Dirut RSUP Kandou: Keselamatan Pasien Harus Jadi Budaya Setiap Tenaga Kesehatan

MONITORSULUT,MANADO – Keselamatan pasien harus menjadi prinsip utama dalam setiap pelayanan kesehatan. Karena itu, seluruh tenaga kesehatan yang menjalani pendidikan maupun praktik di RSUP Prof. Dr. R.D. Kandou Manado diingatkan agar menjadikan keselamatan pasien sebagai budaya kerja, bukan sekadar memenuhi standar pelayanan.

Pesan tersebut disampaikan Direktur Utama RSUP Prof. Dr. R.D. Kandou Manado, Prof. Dr. dr. Starry Rampengan, Sp.JP(K), FIHA, MARS, MH.Kes., saat membuka kegiatan Orientasi Pendidikan dan Pelatihan Bantuan Hidup Dasar (BHD), Peningkatan Mutu dan Keselamatan Pasien (PMKP), Pencegahan dan Pengendalian Infeksi (PPI), Keselamatan dan Kesehatan Kerja Rumah Sakit (K3RS), serta Pelayanan Prima, Selasa (28/7/2026).

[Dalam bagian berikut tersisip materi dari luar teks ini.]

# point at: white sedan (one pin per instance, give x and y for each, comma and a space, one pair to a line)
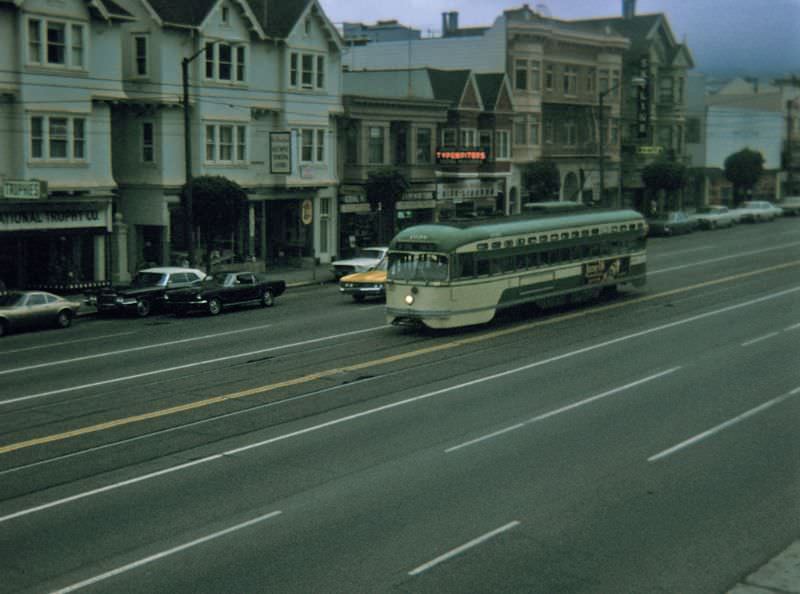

Menurut Prof. Starry, sebagai rumah sakit pendidikan sekaligus rumah sakit rujukan, RSUP Kandou memiliki tanggung jawab untuk mencetak tenaga kesehatan yang tidak hanya kompeten secara akademik, tetapi juga memiliki kepedulian tinggi terhadap keselamatan pasien.

“Rumah sakit merupakan institusi pelayanan publik yang memiliki tanggung jawab besar memberikan layanan kesehatan yang bermutu. Keselamatan pasien berada di atas segala-galanya dan seluruh pelayanan harus berorientasi pada pasien,” tegasnya.

Ia menjelaskan, peningkatan kompetensi sumber daya manusia dilakukan secara berkelanjutan melalui berbagai program pendidikan dan pelatihan agar setiap tenaga kesehatan mampu memberikan pelayanan yang aman, profesional, serta sesuai standar.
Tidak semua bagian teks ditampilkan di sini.